1 2 Previous Next 15 Replies Latest reply: Jul 2, 2012 9:32 AM by 946222 RSS

    Insert query

    user07118719
      Hi All,

      DB version :10.2

      I have table with 8 columns namely num1,num2,num3,num4,num5,num6,num7,num8. I have to insert all these column values into one table with column "Num".
      create table nums_tb
      (
      key char(16),
      num1  char(16)
      ,num2  char(16)
      ,num3  char(16)
      ,num4  char(16)
      ,num5  char(16)
      ,num6   char(16)
      ,num7   char(16)
      ,num8   char(16)
      )   ;
      
      create table nums_tmp
      (
      num1  char(16)
      )   ;
      
      I have to insert all column values into nums_tmp. I have written query like this:
      
      insert into nums_tmp
      select * from (
      select distinct num1
      from  nums_tb
      
      union
      select distinct num2
      from  nums_tb
      union
      
      select distinct num3
      from  nums_tb
      union
      
      select distinct num4
      from  nums_tb
      union
      
      select distinct num5
      from  nums_tb
      union
      
      select distinct num6
      from  nums_tb
      union
      
      select distinct num7
      from  nums_tb
      union
      
      select distinct num8
      from  nums_tb);
      The table nums_tb has 20 million records in it. So this insert is taking much of time around 5 hrs. Is there any better way to write this query to achive good performance?

      Regards,
      SK
        • 1. Re: Insert query
          sb92075
          SK wrote:
          Hi All,

          DB version :10.2

          I have table with 8 columns namely num1,num2,num3,num4,num5,num6,num7,num8. I have to insert all these column values into one table with column "Num".
          it might go faster after DISTINCT has been removed or eliminated
          • 2. Re: Insert query
            user07118719
            Thanks for the update.

            I have already tried with this. It took little bit less time. completed in 4:30 hrs. But taking 4:30 hrs is huge.

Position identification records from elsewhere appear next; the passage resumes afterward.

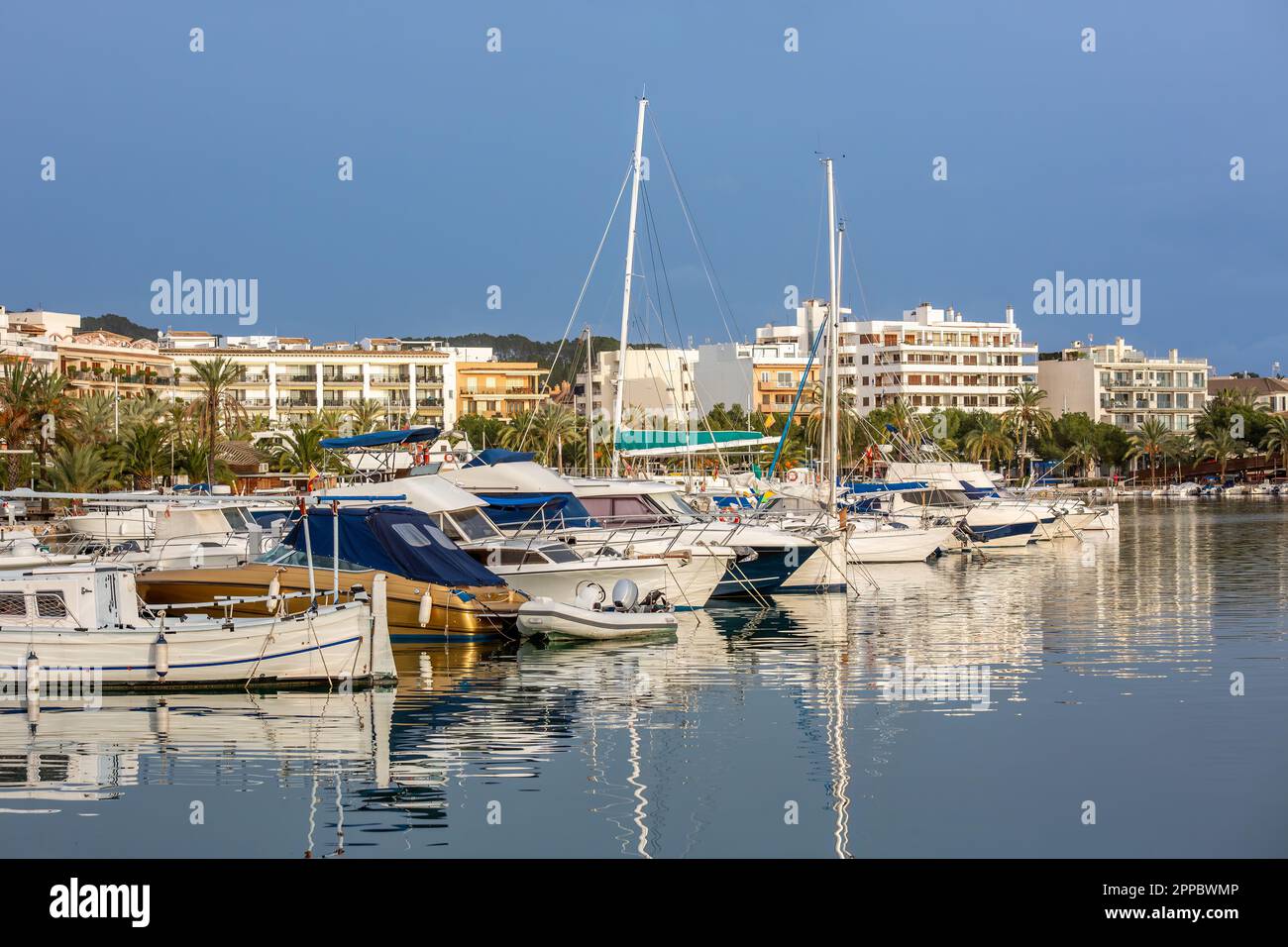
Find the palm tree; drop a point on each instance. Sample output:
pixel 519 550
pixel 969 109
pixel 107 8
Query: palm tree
pixel 819 406
pixel 1222 447
pixel 1087 454
pixel 18 414
pixel 1150 440
pixel 990 440
pixel 1026 415
pixel 145 454
pixel 84 468
pixel 553 425
pixel 193 458
pixel 215 405
pixel 1275 440
pixel 301 449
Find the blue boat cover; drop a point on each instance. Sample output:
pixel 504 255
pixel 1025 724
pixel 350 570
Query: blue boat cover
pixel 378 438
pixel 536 509
pixel 497 455
pixel 884 487
pixel 393 539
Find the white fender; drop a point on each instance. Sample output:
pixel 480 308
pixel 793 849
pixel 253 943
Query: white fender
pixel 33 673
pixel 161 655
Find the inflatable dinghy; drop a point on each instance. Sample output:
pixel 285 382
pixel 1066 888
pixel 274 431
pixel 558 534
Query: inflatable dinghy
pixel 588 617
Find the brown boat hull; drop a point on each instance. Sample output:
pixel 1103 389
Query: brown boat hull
pixel 489 613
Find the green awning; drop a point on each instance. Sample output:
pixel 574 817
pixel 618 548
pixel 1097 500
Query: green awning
pixel 630 440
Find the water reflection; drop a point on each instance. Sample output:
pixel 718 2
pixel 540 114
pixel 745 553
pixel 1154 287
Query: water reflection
pixel 804 728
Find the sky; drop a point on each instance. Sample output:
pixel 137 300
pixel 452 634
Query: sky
pixel 477 169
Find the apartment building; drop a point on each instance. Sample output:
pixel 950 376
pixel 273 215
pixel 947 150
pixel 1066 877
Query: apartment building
pixel 497 389
pixel 290 379
pixel 655 379
pixel 33 337
pixel 930 359
pixel 112 364
pixel 1117 384
pixel 1270 393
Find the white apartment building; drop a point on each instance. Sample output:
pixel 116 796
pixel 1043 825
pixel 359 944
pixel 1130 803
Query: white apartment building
pixel 288 379
pixel 34 335
pixel 655 379
pixel 758 375
pixel 1117 384
pixel 930 359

            Is there any way that we can write query to improve performance?

            Appreciate help.


            Regards,
            SK
            • 3. Re: Insert query
              sb92075
              SK wrote:
              Thanks for the update.

              I have already tried with this. It took little bit less time. completed in 4:30 hrs. But taking 4:30 hrs is huge.

              Is there any way that we can write query to improve performance?
              do 8 different/separate INSERT statements
              • 4. Re: Insert query
                Alex Fatkulin
                Do you really need to insert only unique values?
                • 5. Re: Insert query
                  user07118719
                  I can insert duplicate values also. But I have to delete duplicates once insertion is completed to make sure that table has unique values to define PK on it.

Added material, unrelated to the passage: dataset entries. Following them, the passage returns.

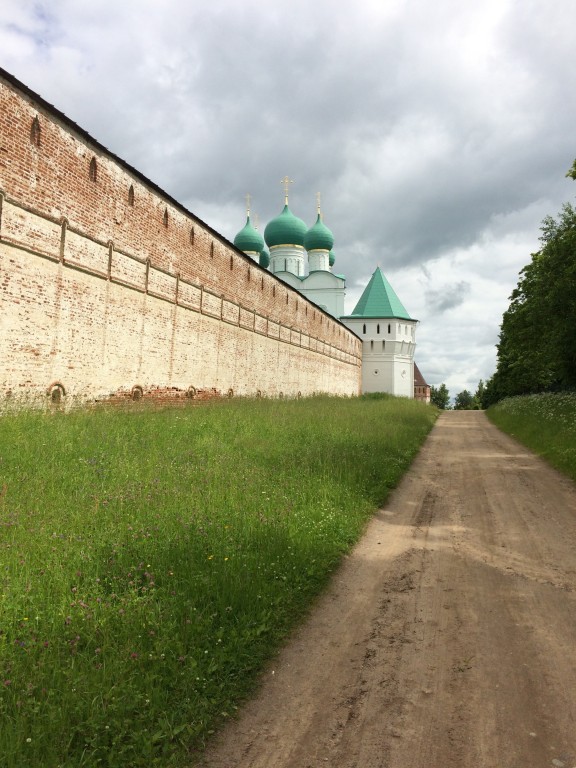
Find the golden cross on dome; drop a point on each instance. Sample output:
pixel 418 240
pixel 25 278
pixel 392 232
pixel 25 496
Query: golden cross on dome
pixel 286 181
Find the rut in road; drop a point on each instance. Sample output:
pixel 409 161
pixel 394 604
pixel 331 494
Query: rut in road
pixel 448 636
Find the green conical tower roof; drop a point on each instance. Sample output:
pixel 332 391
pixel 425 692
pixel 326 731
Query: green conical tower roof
pixel 285 229
pixel 379 300
pixel 249 239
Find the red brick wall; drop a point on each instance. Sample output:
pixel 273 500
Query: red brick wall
pixel 107 290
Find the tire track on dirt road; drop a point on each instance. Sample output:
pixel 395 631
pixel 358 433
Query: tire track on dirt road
pixel 446 638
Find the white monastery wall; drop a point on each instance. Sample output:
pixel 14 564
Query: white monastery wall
pixel 107 284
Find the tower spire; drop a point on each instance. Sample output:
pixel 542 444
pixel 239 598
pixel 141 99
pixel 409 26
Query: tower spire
pixel 286 181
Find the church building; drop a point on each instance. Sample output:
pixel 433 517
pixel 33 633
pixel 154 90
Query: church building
pixel 304 258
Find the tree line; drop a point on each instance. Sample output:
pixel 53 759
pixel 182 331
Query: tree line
pixel 536 351
pixel 537 346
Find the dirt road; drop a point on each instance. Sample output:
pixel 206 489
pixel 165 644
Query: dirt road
pixel 448 637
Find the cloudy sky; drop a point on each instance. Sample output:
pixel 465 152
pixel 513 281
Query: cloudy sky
pixel 438 133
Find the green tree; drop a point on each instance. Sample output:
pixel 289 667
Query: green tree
pixel 464 401
pixel 537 347
pixel 440 397
pixel 479 396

                  Regards,
                  SK
                  • 6. Re: Insert query
                    AdamMartin
                    Is there any way that we can write query to improve performance?
                    Put distinct on the outer query not each inner query, using union all in the inline view.

                    Use parallel DML. Consider using a manual sort area size.
                    alter session enable parallel dml;
                    
                    insert /*+ parallel */ 
                    into nums_tmp
                    select distinct nums.num1
                    from (
                      select num1 num1
                      from  nums_tb
                      union all
                      select num2 num1
                      from nums_tb
                      union all
                      select num3 num1
                      from nums_tb
                      union all
                      select num4 num1
                      from nums_tb
                      union all
                      select num5 num1
                      from nums_tb
                      union all
                      select num6 num1
                      from nums_tb
                      union all
                      select num7 num1
                      from nums_tb
                      union all
                      select num8 num1
                      from  nums_tb) nums;
                    • 7. Re: Insert query
                      Alex Fatkulin
                      That'll make it tricky as duplicate data will have to be filtered at some point.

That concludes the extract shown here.